This Code applies to the processing of personal data by the State and all of its organs, irrespective of whether the processing takes place within or outside the infrastructure of any host jurisdiction.
This Code applies to the processing of personal data by Kaharagian legal persons, regardless of where such legal persons are established, operate, or maintain their technical infrastructure.
This Code applies to the processing of personal data of Kaharagian nationals and of persons who have submitted to the jurisdiction of the Principality, where such processing is carried out by any person or entity that has itself submitted to Kaharagian jurisdiction.

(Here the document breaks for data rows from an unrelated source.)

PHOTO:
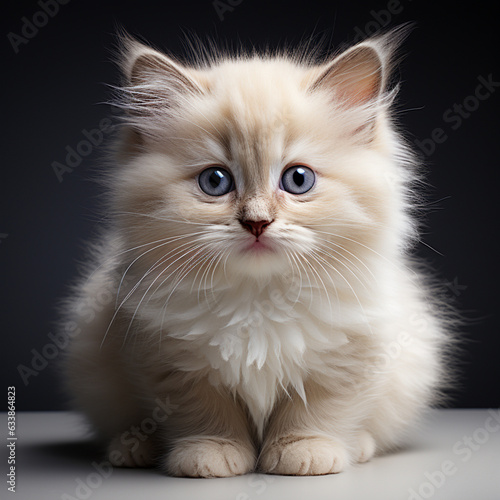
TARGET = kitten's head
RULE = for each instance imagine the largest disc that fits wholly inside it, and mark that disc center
(258, 164)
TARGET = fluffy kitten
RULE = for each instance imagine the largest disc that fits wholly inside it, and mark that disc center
(254, 275)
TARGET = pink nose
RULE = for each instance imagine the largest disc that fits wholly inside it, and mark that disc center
(256, 227)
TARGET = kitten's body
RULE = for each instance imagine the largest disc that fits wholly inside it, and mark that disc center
(310, 348)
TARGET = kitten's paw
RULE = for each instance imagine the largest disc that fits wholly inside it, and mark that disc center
(365, 448)
(139, 454)
(304, 456)
(209, 457)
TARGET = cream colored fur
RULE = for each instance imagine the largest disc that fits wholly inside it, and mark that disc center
(301, 359)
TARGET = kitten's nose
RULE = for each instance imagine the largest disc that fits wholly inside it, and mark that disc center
(256, 227)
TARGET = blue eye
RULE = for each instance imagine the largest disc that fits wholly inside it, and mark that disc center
(297, 179)
(216, 181)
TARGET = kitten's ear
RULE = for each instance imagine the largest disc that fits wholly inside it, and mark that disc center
(356, 76)
(153, 82)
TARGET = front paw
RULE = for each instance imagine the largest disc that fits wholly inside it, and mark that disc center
(209, 457)
(303, 456)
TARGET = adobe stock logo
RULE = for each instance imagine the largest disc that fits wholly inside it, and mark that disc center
(31, 27)
(75, 155)
(456, 114)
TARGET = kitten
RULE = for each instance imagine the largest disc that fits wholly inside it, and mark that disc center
(253, 303)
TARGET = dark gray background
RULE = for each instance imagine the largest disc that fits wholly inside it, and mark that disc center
(53, 87)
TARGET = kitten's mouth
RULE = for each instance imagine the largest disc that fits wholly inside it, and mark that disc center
(258, 246)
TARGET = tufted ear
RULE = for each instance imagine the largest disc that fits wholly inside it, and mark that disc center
(356, 76)
(153, 82)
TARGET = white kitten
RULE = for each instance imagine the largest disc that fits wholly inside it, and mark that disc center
(260, 219)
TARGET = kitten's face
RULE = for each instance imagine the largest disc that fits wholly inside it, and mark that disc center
(260, 167)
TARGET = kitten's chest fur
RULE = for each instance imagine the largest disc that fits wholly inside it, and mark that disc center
(257, 339)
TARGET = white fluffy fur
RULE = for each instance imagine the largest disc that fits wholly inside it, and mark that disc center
(298, 360)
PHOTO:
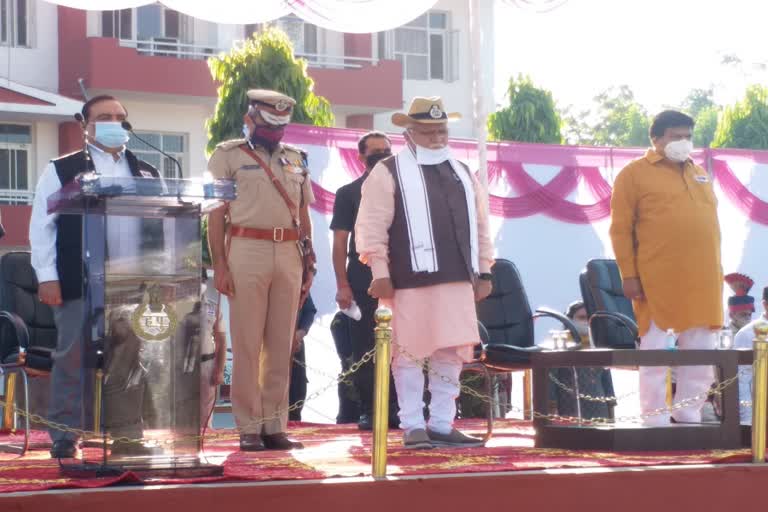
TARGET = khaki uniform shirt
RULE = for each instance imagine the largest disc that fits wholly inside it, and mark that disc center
(258, 203)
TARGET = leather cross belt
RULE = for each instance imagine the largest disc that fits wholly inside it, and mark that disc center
(274, 234)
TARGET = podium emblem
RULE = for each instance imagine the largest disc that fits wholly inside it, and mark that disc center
(154, 320)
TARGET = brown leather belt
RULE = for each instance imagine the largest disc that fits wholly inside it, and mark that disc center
(274, 234)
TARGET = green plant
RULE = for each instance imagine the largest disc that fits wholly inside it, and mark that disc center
(265, 61)
(531, 115)
(745, 124)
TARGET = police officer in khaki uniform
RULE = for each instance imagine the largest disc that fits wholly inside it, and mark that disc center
(258, 265)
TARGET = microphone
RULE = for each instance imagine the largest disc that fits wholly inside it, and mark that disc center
(88, 162)
(127, 126)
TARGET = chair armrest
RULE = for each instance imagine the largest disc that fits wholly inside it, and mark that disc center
(623, 319)
(12, 326)
(567, 322)
(18, 327)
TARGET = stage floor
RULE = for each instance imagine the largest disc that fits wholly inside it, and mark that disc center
(338, 451)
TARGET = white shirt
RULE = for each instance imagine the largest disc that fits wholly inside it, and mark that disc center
(42, 226)
(744, 339)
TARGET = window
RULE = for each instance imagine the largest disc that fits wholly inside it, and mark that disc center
(422, 46)
(14, 22)
(173, 144)
(153, 23)
(117, 24)
(303, 35)
(15, 145)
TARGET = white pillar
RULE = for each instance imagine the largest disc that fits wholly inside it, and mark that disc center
(479, 101)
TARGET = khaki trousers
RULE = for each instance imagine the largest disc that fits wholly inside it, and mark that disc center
(262, 318)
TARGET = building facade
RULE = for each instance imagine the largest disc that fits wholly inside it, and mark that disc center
(154, 60)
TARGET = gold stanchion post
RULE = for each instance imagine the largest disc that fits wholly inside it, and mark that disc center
(97, 400)
(10, 399)
(759, 392)
(381, 398)
(527, 392)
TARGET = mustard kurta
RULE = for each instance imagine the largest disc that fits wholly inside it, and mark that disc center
(664, 230)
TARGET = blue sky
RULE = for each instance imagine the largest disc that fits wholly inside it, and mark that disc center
(660, 48)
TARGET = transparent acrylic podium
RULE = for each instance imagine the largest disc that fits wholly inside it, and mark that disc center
(140, 383)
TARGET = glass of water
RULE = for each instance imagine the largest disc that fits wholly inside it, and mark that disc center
(725, 339)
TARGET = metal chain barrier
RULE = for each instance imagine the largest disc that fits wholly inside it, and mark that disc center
(341, 378)
(574, 419)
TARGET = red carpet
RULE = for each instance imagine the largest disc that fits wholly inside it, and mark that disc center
(341, 450)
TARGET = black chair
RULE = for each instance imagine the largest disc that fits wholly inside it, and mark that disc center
(611, 318)
(506, 315)
(27, 333)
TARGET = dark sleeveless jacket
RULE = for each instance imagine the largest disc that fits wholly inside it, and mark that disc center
(450, 229)
(69, 228)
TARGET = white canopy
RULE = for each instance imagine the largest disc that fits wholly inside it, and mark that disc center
(351, 16)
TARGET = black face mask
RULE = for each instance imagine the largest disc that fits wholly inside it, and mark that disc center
(372, 160)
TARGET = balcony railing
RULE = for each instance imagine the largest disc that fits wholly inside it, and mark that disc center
(170, 47)
(10, 196)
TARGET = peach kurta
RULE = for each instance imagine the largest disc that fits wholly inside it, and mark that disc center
(665, 230)
(428, 318)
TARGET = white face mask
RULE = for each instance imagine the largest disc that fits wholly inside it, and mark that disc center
(679, 150)
(582, 327)
(427, 156)
(273, 119)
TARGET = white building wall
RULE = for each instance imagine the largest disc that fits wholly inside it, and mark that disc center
(166, 117)
(332, 43)
(37, 66)
(457, 96)
(45, 142)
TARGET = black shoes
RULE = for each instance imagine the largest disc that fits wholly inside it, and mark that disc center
(130, 449)
(64, 449)
(258, 442)
(365, 422)
(280, 441)
(251, 443)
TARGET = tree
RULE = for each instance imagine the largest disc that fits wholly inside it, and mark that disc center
(701, 106)
(621, 120)
(745, 124)
(697, 101)
(706, 125)
(265, 61)
(531, 115)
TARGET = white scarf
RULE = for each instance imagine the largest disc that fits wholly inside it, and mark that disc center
(416, 206)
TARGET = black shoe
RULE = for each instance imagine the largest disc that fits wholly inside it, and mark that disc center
(128, 449)
(280, 441)
(251, 443)
(64, 449)
(365, 422)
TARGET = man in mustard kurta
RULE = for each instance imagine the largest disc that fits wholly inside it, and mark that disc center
(666, 238)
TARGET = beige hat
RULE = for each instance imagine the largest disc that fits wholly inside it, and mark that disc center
(274, 99)
(424, 110)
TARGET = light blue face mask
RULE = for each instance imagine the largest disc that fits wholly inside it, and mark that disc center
(110, 134)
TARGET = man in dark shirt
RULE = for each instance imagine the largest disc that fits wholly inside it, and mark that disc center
(353, 278)
(297, 392)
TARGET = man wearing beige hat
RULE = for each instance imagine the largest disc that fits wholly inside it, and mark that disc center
(423, 229)
(263, 264)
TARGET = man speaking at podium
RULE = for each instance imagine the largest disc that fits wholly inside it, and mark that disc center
(56, 242)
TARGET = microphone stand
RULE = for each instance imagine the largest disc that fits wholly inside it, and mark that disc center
(127, 126)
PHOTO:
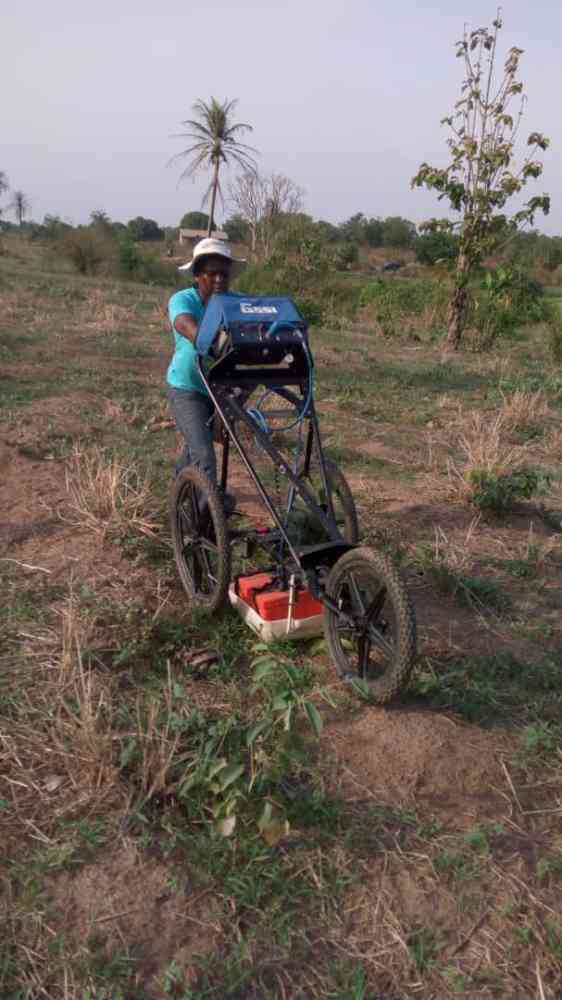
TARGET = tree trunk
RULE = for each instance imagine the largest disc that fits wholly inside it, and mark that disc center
(213, 199)
(456, 312)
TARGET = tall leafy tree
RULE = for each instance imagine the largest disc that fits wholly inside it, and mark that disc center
(484, 171)
(20, 205)
(214, 139)
(195, 220)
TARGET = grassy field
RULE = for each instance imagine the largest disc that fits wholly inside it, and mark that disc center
(414, 851)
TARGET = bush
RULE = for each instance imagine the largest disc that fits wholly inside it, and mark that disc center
(398, 304)
(554, 337)
(438, 246)
(89, 249)
(498, 492)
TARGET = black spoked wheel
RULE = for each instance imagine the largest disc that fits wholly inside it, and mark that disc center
(372, 636)
(342, 500)
(200, 539)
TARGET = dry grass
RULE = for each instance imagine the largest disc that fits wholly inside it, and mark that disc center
(524, 409)
(108, 495)
(480, 438)
(104, 317)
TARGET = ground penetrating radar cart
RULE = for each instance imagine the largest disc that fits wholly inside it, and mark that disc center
(303, 570)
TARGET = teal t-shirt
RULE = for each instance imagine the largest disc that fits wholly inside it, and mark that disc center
(182, 371)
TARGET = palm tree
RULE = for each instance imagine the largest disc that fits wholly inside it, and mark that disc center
(215, 140)
(20, 204)
(4, 186)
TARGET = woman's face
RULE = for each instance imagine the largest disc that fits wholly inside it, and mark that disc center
(214, 276)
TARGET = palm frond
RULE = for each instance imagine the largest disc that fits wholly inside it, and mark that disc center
(213, 140)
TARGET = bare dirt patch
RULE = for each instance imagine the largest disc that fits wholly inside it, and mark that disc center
(133, 898)
(406, 755)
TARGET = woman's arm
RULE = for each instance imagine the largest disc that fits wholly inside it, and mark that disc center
(185, 325)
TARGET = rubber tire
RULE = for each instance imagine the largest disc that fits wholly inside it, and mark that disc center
(341, 487)
(386, 686)
(194, 477)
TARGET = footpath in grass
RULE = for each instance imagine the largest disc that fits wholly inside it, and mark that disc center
(163, 832)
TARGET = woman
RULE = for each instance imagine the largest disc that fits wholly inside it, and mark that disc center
(212, 266)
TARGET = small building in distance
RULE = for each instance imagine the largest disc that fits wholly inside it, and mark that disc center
(188, 238)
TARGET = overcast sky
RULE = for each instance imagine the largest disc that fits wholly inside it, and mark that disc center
(345, 97)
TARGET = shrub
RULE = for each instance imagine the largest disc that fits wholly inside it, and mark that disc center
(397, 304)
(431, 248)
(554, 336)
(89, 249)
(509, 298)
(498, 492)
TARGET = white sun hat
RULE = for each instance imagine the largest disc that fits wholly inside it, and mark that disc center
(210, 247)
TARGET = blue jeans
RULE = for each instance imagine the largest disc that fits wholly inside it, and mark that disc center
(193, 412)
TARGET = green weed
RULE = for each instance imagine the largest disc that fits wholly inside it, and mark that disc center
(495, 690)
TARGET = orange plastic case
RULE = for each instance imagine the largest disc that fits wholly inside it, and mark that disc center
(273, 605)
(267, 612)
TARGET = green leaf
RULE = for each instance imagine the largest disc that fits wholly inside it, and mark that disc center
(361, 687)
(226, 826)
(265, 665)
(255, 731)
(231, 774)
(314, 717)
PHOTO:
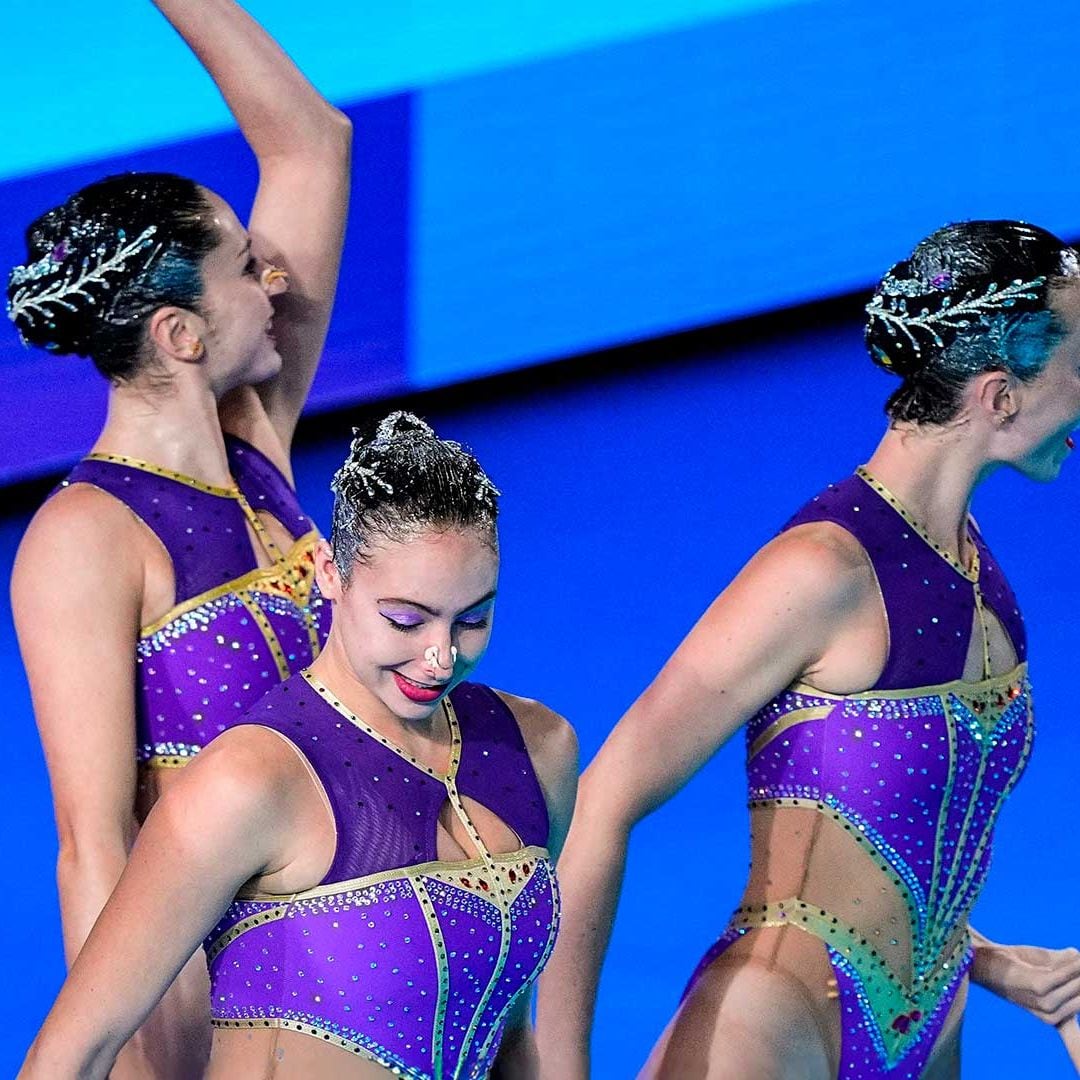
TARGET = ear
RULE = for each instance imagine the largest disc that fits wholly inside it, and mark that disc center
(996, 395)
(178, 334)
(327, 576)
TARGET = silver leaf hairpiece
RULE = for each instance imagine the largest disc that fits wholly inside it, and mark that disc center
(890, 306)
(76, 282)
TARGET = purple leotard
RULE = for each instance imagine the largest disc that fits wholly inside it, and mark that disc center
(235, 630)
(914, 771)
(396, 957)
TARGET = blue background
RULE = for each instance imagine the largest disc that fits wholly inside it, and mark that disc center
(571, 178)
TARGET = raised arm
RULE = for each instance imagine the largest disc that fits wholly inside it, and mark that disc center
(225, 820)
(783, 617)
(302, 147)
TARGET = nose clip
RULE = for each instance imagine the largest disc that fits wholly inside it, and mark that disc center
(433, 656)
(274, 280)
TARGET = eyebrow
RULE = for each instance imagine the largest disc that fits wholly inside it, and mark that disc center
(432, 611)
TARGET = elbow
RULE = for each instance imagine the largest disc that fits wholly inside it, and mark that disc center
(332, 134)
(89, 852)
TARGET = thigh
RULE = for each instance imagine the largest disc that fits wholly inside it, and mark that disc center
(761, 1009)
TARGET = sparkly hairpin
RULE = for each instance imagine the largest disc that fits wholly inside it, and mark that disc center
(486, 491)
(890, 305)
(364, 474)
(386, 430)
(77, 281)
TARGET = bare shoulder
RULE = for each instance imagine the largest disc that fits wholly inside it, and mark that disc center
(819, 561)
(553, 750)
(247, 770)
(80, 531)
(549, 737)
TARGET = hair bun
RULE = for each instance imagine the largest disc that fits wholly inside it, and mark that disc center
(400, 423)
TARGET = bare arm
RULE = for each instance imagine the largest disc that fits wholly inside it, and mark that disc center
(1043, 981)
(302, 147)
(774, 623)
(77, 610)
(226, 819)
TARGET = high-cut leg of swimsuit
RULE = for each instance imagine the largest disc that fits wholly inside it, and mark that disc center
(235, 630)
(396, 957)
(905, 782)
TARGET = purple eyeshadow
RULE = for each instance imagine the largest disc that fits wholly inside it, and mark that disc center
(403, 618)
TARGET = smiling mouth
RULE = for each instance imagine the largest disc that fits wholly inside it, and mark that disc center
(420, 686)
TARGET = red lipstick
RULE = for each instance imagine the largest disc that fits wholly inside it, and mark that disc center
(421, 694)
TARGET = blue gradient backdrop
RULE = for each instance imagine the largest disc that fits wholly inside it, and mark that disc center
(538, 181)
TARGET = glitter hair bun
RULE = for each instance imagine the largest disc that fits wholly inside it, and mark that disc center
(400, 478)
(102, 262)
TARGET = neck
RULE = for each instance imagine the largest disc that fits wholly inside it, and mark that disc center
(175, 426)
(933, 472)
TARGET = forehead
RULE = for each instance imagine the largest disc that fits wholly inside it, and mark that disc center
(444, 564)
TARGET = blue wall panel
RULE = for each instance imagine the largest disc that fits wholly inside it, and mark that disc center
(737, 166)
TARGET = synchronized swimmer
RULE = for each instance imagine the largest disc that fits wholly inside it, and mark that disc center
(306, 782)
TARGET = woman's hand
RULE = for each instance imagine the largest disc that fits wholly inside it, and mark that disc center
(1043, 981)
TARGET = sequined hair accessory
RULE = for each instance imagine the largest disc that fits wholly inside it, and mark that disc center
(915, 315)
(88, 280)
(401, 477)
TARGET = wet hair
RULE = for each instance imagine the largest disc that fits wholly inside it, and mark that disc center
(100, 264)
(401, 478)
(972, 297)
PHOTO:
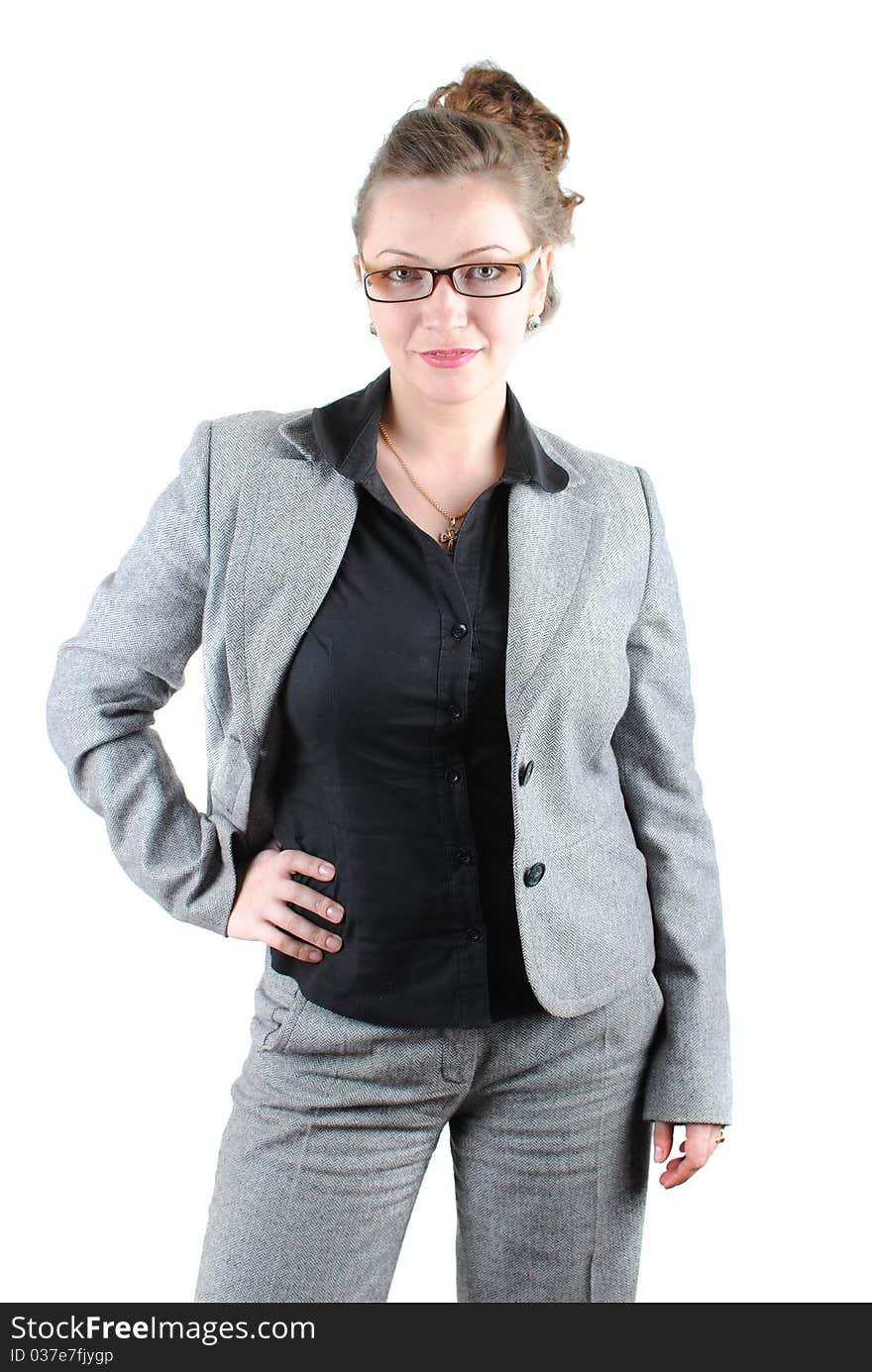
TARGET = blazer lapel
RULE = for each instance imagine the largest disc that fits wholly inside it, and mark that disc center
(554, 544)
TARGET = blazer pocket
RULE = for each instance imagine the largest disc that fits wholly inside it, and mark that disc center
(273, 1023)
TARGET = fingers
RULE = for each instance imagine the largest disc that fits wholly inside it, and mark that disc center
(290, 930)
(662, 1139)
(290, 922)
(697, 1151)
(295, 861)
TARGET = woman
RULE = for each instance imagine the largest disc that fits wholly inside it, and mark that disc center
(452, 784)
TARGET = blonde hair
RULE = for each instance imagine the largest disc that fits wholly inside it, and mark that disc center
(487, 124)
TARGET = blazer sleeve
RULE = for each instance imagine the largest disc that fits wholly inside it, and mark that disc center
(690, 1076)
(143, 624)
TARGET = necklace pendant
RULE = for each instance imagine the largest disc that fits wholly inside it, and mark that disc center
(449, 535)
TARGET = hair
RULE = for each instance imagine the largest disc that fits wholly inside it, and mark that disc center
(490, 125)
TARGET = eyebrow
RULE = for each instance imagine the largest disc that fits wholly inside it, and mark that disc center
(467, 254)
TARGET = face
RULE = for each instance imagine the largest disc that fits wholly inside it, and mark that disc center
(433, 223)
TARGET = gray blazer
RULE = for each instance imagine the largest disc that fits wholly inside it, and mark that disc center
(615, 868)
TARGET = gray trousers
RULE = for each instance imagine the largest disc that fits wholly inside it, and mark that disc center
(334, 1122)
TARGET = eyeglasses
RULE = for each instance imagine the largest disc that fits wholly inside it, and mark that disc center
(415, 283)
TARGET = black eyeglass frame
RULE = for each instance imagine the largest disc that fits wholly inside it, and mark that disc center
(436, 271)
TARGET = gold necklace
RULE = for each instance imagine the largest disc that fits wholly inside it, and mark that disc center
(448, 537)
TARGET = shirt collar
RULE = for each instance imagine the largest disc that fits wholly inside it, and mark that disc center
(346, 432)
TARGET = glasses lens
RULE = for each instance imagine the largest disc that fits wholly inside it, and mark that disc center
(399, 283)
(488, 278)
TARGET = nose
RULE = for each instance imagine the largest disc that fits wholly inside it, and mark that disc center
(445, 299)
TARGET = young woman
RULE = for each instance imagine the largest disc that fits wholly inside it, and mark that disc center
(451, 770)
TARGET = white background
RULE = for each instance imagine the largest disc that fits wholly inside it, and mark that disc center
(178, 185)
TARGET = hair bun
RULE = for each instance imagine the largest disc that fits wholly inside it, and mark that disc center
(490, 92)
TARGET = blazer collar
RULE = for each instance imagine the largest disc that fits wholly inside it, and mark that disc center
(346, 432)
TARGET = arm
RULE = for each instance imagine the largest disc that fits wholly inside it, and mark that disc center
(143, 624)
(690, 1072)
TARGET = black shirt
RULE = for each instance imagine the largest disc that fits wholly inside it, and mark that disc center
(395, 756)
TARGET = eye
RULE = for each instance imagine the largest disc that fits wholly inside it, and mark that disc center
(401, 273)
(485, 267)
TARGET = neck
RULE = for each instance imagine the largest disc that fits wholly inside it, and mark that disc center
(469, 437)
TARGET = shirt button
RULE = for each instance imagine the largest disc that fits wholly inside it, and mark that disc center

The application of this Code is not dependent on the physical location of data storage, data processing equipment, or communications infrastructure. The Principality exercises personal jurisdiction over data processing activities in accordance with the principles set out in the Fundamental Laws, and the territorial location of data shall not, of itself, exclude the applicability of this Code.
Where the mandatory law of a host jurisdiction in which a Kaharagian organ, legal person, or natural person operates imposes data protection obligations that conflict with this Code, the mandatory law of the host jurisdiction shall prevail to the extent of the conflict, in accordance with Article 42(1) of the Fundamental Laws. The controller shall document any such conflict and the measures taken to comply with both legal orders to the greatest extent possible.
Where personal data is processed jointly by a Kaharagian controller and a controller subject to a foreign legal order, this Code applies to the processing activities carried out by or on behalf of the Kaharagian controller.